Goffena, Robert wrote:
I’ve converted a xerces dom document to a XercesDOMWrapperParsedSource
and call XalanTransformer to transform the xml.
The XalanTransformer succeeds in creating the output, however the
transformation behaves as if it could not locate any of the input xml’s
attributes.
Code to make this happen looks like the following:
DOMDocument pDomDocument = NULL;
populateDomDocument( pDomDocument ); // a method I have to populate the
dom document with elements/attributes.
Please make sure you're creating a namespace-aware DOM. You must use
DOMDocument::createElementNS(), DOMElement::setAttributeNS() and
DOMDocument::createAttributeNS(). Also, if you expect xsl:copy and
xsl:copy-of to work correctly with namespace nodes, you will need to
make sure you add the appropriate attributes in the proper namespace for
each namespace declaration.
This can be pretty tricky, so you might want to take a look at the
Namespaces recommendation for more details about the proper namespaces
for the attributes that declare the namespaces.
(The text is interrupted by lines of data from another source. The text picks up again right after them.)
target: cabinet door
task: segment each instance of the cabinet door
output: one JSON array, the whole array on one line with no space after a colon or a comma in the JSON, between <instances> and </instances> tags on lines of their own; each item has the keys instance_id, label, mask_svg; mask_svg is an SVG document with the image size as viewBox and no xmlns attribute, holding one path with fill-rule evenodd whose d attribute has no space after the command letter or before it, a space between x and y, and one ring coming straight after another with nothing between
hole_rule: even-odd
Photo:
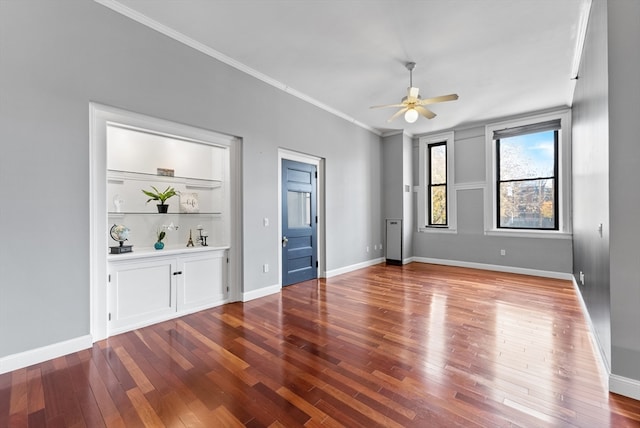
<instances>
[{"instance_id":1,"label":"cabinet door","mask_svg":"<svg viewBox=\"0 0 640 428\"><path fill-rule=\"evenodd\" d=\"M175 258L111 263L109 333L169 318L176 312Z\"/></svg>"},{"instance_id":2,"label":"cabinet door","mask_svg":"<svg viewBox=\"0 0 640 428\"><path fill-rule=\"evenodd\" d=\"M226 251L179 258L178 311L204 309L227 299Z\"/></svg>"}]
</instances>

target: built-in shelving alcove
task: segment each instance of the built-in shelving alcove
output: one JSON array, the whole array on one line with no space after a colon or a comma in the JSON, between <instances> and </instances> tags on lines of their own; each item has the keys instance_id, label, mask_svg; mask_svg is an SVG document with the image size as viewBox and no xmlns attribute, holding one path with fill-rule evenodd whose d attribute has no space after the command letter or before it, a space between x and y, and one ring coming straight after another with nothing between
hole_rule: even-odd
<instances>
[{"instance_id":1,"label":"built-in shelving alcove","mask_svg":"<svg viewBox=\"0 0 640 428\"><path fill-rule=\"evenodd\" d=\"M240 139L99 104L91 125L94 340L239 300Z\"/></svg>"}]
</instances>

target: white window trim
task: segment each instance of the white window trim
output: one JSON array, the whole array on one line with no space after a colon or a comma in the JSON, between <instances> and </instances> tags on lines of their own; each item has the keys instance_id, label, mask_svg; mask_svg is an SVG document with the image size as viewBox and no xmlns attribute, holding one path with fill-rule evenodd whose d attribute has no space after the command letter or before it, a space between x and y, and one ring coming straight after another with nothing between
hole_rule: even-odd
<instances>
[{"instance_id":1,"label":"white window trim","mask_svg":"<svg viewBox=\"0 0 640 428\"><path fill-rule=\"evenodd\" d=\"M504 128L525 126L534 123L560 119L558 138L558 230L499 229L497 227L496 194L496 145L493 131ZM485 126L487 191L484 199L485 235L528 238L571 239L571 111L563 109L551 113L527 116L525 118L491 123Z\"/></svg>"},{"instance_id":2,"label":"white window trim","mask_svg":"<svg viewBox=\"0 0 640 428\"><path fill-rule=\"evenodd\" d=\"M427 191L429 184L429 150L432 143L446 142L447 145L447 226L427 226L429 223L427 212ZM454 133L426 135L418 140L418 231L427 233L457 233L456 229L456 189L454 183Z\"/></svg>"}]
</instances>

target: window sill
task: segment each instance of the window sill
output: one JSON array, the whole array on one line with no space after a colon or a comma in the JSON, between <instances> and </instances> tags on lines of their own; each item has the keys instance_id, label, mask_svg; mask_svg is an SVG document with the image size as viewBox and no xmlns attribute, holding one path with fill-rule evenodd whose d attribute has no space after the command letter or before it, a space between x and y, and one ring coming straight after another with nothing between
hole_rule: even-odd
<instances>
[{"instance_id":1,"label":"window sill","mask_svg":"<svg viewBox=\"0 0 640 428\"><path fill-rule=\"evenodd\" d=\"M419 227L418 232L423 233L449 233L456 234L458 231L450 227Z\"/></svg>"},{"instance_id":2,"label":"window sill","mask_svg":"<svg viewBox=\"0 0 640 428\"><path fill-rule=\"evenodd\" d=\"M546 231L546 230L505 230L489 229L485 230L487 236L509 236L512 238L545 238L545 239L572 239L570 232Z\"/></svg>"}]
</instances>

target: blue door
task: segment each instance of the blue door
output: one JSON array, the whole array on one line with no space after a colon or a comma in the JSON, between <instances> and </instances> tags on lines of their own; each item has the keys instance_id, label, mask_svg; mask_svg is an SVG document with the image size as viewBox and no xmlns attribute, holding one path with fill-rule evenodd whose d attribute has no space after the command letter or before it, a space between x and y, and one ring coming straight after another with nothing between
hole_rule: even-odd
<instances>
[{"instance_id":1,"label":"blue door","mask_svg":"<svg viewBox=\"0 0 640 428\"><path fill-rule=\"evenodd\" d=\"M282 285L318 277L315 165L282 160Z\"/></svg>"}]
</instances>

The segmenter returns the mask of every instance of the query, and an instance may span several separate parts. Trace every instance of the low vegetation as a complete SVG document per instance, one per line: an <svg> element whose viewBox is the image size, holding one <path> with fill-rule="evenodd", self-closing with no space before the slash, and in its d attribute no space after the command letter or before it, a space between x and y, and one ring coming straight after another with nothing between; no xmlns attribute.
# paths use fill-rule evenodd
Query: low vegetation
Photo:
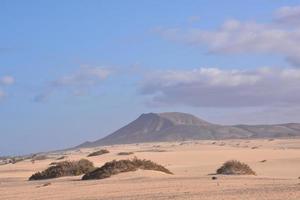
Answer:
<svg viewBox="0 0 300 200"><path fill-rule="evenodd" d="M87 157L92 157L92 156L100 156L103 154L109 153L109 151L107 149L101 149L99 151L95 151L93 153L90 153Z"/></svg>
<svg viewBox="0 0 300 200"><path fill-rule="evenodd" d="M33 174L29 180L42 180L62 176L78 176L93 171L94 169L95 167L93 163L86 159L81 159L79 161L61 161L42 172Z"/></svg>
<svg viewBox="0 0 300 200"><path fill-rule="evenodd" d="M21 161L32 159L32 158L34 158L34 156L36 156L36 154L24 155L24 156L0 157L0 165L16 164L16 163L21 162Z"/></svg>
<svg viewBox="0 0 300 200"><path fill-rule="evenodd" d="M26 157L18 157L18 156L11 157L11 158L9 158L9 159L6 160L6 164L9 164L9 163L16 164L16 163L24 161L26 159L27 159Z"/></svg>
<svg viewBox="0 0 300 200"><path fill-rule="evenodd" d="M66 159L66 158L67 158L67 156L61 156L61 157L56 158L56 160L63 160L63 159Z"/></svg>
<svg viewBox="0 0 300 200"><path fill-rule="evenodd" d="M132 155L133 152L119 152L118 156L127 156L127 155Z"/></svg>
<svg viewBox="0 0 300 200"><path fill-rule="evenodd" d="M255 175L256 173L247 164L237 160L230 160L217 169L217 174Z"/></svg>
<svg viewBox="0 0 300 200"><path fill-rule="evenodd" d="M49 159L46 155L34 155L32 156L32 160L47 160Z"/></svg>
<svg viewBox="0 0 300 200"><path fill-rule="evenodd" d="M38 185L38 186L36 186L37 188L41 188L41 187L47 187L47 186L49 186L49 185L51 185L52 183L44 183L43 185Z"/></svg>
<svg viewBox="0 0 300 200"><path fill-rule="evenodd" d="M105 163L102 167L85 174L82 180L104 179L123 172L136 171L138 169L161 171L167 174L173 174L168 169L151 160L141 160L134 158L132 160L113 160Z"/></svg>
<svg viewBox="0 0 300 200"><path fill-rule="evenodd" d="M23 158L12 157L12 158L6 160L6 164L10 164L10 163L11 164L16 164L16 163L21 162L23 160L24 160Z"/></svg>
<svg viewBox="0 0 300 200"><path fill-rule="evenodd" d="M167 151L164 149L148 149L148 150L146 149L146 150L140 150L137 152L158 152L158 153L160 153L160 152L167 152Z"/></svg>

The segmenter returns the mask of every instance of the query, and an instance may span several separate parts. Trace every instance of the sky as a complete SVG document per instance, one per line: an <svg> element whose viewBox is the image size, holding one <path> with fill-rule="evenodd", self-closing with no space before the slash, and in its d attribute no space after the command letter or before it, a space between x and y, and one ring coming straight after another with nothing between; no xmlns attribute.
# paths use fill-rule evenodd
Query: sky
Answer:
<svg viewBox="0 0 300 200"><path fill-rule="evenodd" d="M300 1L0 1L0 155L142 113L300 122Z"/></svg>

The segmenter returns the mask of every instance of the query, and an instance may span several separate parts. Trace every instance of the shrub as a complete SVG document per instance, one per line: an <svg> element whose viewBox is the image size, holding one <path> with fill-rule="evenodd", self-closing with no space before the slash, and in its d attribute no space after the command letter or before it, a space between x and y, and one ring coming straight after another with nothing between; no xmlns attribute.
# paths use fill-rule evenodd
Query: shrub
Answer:
<svg viewBox="0 0 300 200"><path fill-rule="evenodd" d="M118 155L119 156L127 156L127 155L131 155L133 154L133 152L119 152Z"/></svg>
<svg viewBox="0 0 300 200"><path fill-rule="evenodd" d="M8 162L11 163L11 164L16 164L18 162L21 162L25 160L24 158L22 157L12 157Z"/></svg>
<svg viewBox="0 0 300 200"><path fill-rule="evenodd" d="M55 163L54 166L50 166L42 172L33 174L29 180L42 180L62 176L78 176L88 173L94 169L93 163L86 159L81 159L79 161L61 161Z"/></svg>
<svg viewBox="0 0 300 200"><path fill-rule="evenodd" d="M94 171L85 174L82 177L82 180L103 179L103 178L108 178L115 174L136 171L138 169L154 170L154 171L161 171L167 174L173 174L162 165L156 164L151 160L141 160L138 158L134 158L132 160L129 159L119 160L119 161L113 160L111 162L107 162L102 167L97 168Z"/></svg>
<svg viewBox="0 0 300 200"><path fill-rule="evenodd" d="M217 169L217 174L255 175L256 173L247 164L237 160L230 160L225 162L222 167Z"/></svg>
<svg viewBox="0 0 300 200"><path fill-rule="evenodd" d="M46 155L34 155L32 156L32 160L46 160L49 159Z"/></svg>
<svg viewBox="0 0 300 200"><path fill-rule="evenodd" d="M67 158L67 156L61 156L61 157L58 157L58 158L56 158L56 160L63 160L63 159L65 159L65 158Z"/></svg>
<svg viewBox="0 0 300 200"><path fill-rule="evenodd" d="M95 152L93 152L93 153L90 153L87 157L100 156L100 155L106 154L106 153L109 153L109 151L106 150L106 149L101 149L101 150L99 150L99 151L95 151Z"/></svg>

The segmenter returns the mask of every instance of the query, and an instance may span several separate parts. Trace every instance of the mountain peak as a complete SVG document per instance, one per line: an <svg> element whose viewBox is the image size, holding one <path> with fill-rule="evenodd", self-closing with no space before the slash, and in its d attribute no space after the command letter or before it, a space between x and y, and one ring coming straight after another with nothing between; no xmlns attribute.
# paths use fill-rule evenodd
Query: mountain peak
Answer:
<svg viewBox="0 0 300 200"><path fill-rule="evenodd" d="M300 136L300 124L236 125L212 124L181 112L144 113L114 133L78 147L191 139L272 138Z"/></svg>
<svg viewBox="0 0 300 200"><path fill-rule="evenodd" d="M199 119L198 117L195 117L194 115L188 113L163 112L163 113L158 113L158 115L160 117L170 120L176 125L198 125L198 126L211 125L211 123Z"/></svg>

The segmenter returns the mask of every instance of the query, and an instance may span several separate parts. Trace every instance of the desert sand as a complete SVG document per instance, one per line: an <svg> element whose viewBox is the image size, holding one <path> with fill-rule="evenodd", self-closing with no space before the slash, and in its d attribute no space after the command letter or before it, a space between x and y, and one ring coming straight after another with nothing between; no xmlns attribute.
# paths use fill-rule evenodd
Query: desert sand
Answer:
<svg viewBox="0 0 300 200"><path fill-rule="evenodd" d="M56 158L87 158L96 166L125 158L150 159L174 175L138 170L102 180L82 181L81 176L28 181ZM119 152L134 152L120 156ZM50 159L0 166L1 200L123 200L123 199L300 199L300 139L220 140L143 143L85 148L51 153ZM213 175L225 161L247 163L256 176ZM212 180L216 176L216 180ZM47 183L51 183L47 185ZM46 184L46 186L44 186Z"/></svg>

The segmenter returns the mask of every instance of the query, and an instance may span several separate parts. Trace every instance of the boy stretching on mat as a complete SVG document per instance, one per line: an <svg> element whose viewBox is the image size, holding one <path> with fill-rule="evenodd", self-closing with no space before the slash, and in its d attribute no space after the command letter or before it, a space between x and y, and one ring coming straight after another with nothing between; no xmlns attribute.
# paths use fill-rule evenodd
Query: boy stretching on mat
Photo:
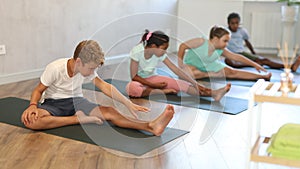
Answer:
<svg viewBox="0 0 300 169"><path fill-rule="evenodd" d="M272 69L283 69L284 65L279 62L275 62L268 58L256 55L256 52L253 49L252 44L249 41L249 34L247 30L243 27L240 27L240 15L238 13L230 13L227 17L228 28L231 31L231 39L228 42L227 48L234 53L241 54L248 59L252 60L253 62L258 63L259 65L269 66ZM244 42L248 49L251 51L245 52ZM242 68L248 67L248 64L244 64L241 62L237 62L228 58L225 58L225 63L229 66L234 68ZM295 59L294 63L292 64L292 71L295 72L300 65L300 57Z"/></svg>
<svg viewBox="0 0 300 169"><path fill-rule="evenodd" d="M80 42L72 58L50 63L32 92L30 105L22 114L21 120L25 126L40 130L79 123L102 124L108 120L119 127L161 135L174 115L173 106L167 105L153 121L137 119L135 111L147 112L149 109L132 103L114 86L99 78L95 70L103 63L102 49L93 40ZM105 95L114 96L115 100L123 103L135 118L125 117L113 107L100 106L85 99L82 83L86 79L91 80ZM45 100L38 104L43 93Z"/></svg>

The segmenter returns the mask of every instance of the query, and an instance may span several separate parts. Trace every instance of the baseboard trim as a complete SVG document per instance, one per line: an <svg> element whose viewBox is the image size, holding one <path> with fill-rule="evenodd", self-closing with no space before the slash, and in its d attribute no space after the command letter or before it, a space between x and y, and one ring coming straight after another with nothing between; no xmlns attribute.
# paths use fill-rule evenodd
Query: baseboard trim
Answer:
<svg viewBox="0 0 300 169"><path fill-rule="evenodd" d="M274 54L276 55L278 53L277 49L261 49L261 48L257 48L255 49L256 53L265 53L265 54Z"/></svg>
<svg viewBox="0 0 300 169"><path fill-rule="evenodd" d="M128 54L107 57L105 58L105 66L121 63L127 57ZM39 78L43 71L44 68L0 75L0 85Z"/></svg>
<svg viewBox="0 0 300 169"><path fill-rule="evenodd" d="M121 63L125 58L128 58L128 54L121 54L116 56L109 56L105 58L104 65L114 65Z"/></svg>
<svg viewBox="0 0 300 169"><path fill-rule="evenodd" d="M41 76L44 69L0 75L0 85L34 79Z"/></svg>

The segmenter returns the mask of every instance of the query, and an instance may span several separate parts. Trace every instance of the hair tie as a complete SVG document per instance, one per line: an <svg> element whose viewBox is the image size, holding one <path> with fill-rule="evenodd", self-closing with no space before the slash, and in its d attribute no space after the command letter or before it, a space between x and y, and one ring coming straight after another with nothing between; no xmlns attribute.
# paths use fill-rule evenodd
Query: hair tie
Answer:
<svg viewBox="0 0 300 169"><path fill-rule="evenodd" d="M150 37L152 36L152 32L149 32L146 36L146 40L148 41L150 39Z"/></svg>
<svg viewBox="0 0 300 169"><path fill-rule="evenodd" d="M218 25L215 25L214 27L213 27L213 31L216 31L218 28L220 28Z"/></svg>

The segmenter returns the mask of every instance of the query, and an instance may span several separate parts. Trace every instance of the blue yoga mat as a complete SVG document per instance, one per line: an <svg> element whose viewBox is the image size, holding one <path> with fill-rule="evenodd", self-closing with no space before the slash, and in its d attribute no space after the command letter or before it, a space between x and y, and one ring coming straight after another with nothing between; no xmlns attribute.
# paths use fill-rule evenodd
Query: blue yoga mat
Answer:
<svg viewBox="0 0 300 169"><path fill-rule="evenodd" d="M241 70L247 70L250 72L256 72L256 69L253 67L245 67L245 68L241 68ZM267 69L267 71L272 73L272 77L271 77L271 82L280 82L280 74L283 72L283 70L281 69ZM300 71L299 71L300 72ZM159 68L157 69L157 73L160 75L164 75L164 76L169 76L169 77L175 77L178 78L177 75L175 75L173 72L171 72L169 69L167 68ZM241 80L241 79L230 79L230 78L202 78L202 79L197 79L198 82L201 83L201 81L203 82L210 82L210 83L220 83L220 84L225 84L225 83L231 83L232 85L237 85L237 86L245 86L245 87L252 87L256 81L256 80ZM295 79L295 81L297 81L297 79Z"/></svg>

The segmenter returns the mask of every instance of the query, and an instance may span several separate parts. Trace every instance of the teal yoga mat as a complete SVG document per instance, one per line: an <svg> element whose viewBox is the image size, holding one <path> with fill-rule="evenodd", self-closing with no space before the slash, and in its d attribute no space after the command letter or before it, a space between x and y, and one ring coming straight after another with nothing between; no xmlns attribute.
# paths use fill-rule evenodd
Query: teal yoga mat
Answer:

XercesParserLiaison theParserLiaison;
XercesDOMSupport theDOMSupport( theParserLiaison );
XercesDOMWrapperParsedSource inputData( pDomDocument, theParserLiaison,
theDOMSupport );
XSLTInputSource stylesheet( “c:/test/test.xsl” );
XSLTResultTarget result( “c:/test/output.out” );
XalanTransformer* xtran = new XalanTransformer();
xtran->transform( inputdata, stylesheet, result );
Additional details:
I have dumped the pDomDocument to the c:/test directory and added a
processing statement:
<?xml-stylesheet type=”text/xsl” href=”test.xsl”>
When I double click on this pDomDocument dump file, it opens in Internet
Explorer, and IE displays the file as having been transformed correctly
(attributes were selected).
And if you let Xalan-C build its own source tree from the markup, I'm
sure it would work as well. You can test this by using the Xalan executable:
Xalan -a dump.xml
The root tag/element of pDomDocument has a namespace.
There is a big difference between markup and the resulting DOM tree,
particularly with regard to namespaces.